Jones was an exceptionally worthy, temperate, and respected man. He was something of a valetudinarian, lived a comparatively secluded life, but was friendly with his associates, and was sought after in literary society. On the stage he was admirable as an eccentric gentleman, a dashing beau, and as the hero of a madcap farce stood alone. Recklessness on the stage marred his representation of fine gentlemen. His laugh was loud, but somewhat forced, and his acting generally wanted repose. He was the best dressed actor on the stage, and was a gentleman in his manner. His namesake and manager in Dublin, Frederick Edward Jones, in some well-known verses, noted, at the outset of his career, faults in his style, which were never quite overcome.
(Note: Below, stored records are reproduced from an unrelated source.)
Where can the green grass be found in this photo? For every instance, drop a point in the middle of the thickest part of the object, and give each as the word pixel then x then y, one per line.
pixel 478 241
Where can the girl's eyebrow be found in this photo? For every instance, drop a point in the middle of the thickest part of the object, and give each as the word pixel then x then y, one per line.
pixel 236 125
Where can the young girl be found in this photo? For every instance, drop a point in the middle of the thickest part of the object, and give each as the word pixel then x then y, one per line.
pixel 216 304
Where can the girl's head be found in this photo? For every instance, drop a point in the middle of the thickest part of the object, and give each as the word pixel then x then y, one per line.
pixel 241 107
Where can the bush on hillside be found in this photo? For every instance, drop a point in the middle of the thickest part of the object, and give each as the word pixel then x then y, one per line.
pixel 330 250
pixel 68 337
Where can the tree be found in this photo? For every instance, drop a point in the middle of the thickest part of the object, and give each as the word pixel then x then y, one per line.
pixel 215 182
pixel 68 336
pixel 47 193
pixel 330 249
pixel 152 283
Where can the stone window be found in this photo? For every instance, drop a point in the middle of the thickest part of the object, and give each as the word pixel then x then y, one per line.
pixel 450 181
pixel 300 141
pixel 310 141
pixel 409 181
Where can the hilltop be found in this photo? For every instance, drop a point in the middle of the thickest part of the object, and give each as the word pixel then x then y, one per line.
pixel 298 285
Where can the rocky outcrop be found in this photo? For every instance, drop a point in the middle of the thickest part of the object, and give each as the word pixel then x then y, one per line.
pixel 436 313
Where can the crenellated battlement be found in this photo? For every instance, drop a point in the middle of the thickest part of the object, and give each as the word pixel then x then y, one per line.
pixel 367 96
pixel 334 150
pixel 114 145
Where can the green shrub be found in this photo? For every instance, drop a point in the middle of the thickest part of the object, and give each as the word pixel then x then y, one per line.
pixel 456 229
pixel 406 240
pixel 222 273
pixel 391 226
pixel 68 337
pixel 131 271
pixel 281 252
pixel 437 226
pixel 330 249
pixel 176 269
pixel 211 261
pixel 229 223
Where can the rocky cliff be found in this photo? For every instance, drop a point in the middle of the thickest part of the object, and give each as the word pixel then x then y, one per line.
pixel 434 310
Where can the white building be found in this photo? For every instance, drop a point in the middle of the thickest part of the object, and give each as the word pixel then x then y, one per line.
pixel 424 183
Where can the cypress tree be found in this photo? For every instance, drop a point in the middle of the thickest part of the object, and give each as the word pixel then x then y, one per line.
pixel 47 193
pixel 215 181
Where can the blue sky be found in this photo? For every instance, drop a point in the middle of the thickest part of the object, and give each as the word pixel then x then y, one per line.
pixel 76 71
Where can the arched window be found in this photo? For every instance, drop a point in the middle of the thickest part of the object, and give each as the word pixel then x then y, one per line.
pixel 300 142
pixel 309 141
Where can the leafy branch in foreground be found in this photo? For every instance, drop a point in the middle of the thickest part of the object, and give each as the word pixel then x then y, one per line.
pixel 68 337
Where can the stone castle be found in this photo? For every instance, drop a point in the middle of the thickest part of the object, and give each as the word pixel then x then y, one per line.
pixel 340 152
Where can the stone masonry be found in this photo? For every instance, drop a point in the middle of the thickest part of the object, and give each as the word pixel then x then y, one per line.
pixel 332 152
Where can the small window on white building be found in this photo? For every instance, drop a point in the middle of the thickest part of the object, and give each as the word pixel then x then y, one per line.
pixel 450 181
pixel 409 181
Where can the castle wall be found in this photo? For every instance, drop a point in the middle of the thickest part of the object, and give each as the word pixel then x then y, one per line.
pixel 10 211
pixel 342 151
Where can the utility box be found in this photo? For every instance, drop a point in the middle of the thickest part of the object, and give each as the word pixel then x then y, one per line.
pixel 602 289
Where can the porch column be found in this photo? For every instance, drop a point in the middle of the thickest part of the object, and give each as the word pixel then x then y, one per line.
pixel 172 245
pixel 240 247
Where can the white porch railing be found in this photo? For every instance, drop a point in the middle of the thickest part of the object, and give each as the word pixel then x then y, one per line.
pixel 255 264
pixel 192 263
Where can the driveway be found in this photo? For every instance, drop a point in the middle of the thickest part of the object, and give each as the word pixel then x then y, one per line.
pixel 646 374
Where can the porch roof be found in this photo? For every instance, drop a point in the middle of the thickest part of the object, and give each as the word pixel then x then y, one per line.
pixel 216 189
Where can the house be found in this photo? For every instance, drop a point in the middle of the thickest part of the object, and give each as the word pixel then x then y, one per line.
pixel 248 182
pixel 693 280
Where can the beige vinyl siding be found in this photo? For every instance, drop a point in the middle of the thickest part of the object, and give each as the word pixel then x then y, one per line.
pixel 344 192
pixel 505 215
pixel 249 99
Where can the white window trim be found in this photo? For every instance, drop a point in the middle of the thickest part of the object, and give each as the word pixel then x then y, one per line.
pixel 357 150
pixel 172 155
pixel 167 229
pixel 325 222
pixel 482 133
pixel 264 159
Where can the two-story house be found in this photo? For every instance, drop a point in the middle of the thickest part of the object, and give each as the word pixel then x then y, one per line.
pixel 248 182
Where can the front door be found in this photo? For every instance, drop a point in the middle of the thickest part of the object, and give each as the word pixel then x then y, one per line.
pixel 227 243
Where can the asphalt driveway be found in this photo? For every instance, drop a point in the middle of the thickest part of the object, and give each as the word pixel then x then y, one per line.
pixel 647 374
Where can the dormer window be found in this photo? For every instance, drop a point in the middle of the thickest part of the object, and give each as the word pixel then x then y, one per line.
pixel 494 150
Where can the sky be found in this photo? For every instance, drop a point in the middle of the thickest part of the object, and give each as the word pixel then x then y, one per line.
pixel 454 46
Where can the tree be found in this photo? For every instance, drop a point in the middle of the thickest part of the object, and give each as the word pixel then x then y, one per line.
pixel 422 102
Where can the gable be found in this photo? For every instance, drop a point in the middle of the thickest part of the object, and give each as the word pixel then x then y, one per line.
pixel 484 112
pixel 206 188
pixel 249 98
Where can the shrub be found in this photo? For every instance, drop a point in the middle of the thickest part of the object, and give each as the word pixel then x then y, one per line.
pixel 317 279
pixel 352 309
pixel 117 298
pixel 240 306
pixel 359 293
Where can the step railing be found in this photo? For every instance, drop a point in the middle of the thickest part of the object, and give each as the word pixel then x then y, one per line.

A portrait of Jones by Burnell, a second by De Wilde, showing him as Young Contrast in Burgoyne's ‘Lord of the Manor,’ and a third, also by De Wilde, exhibiting him as Jeremy Diddler in ‘Raising the Wind,’ are in the Mathews collection in the Garrick Club. Likenesses of him have been published as Puff, Alfred Highflyer, Archer, Flutter in ‘Belle's Stratagem,’ and other characters.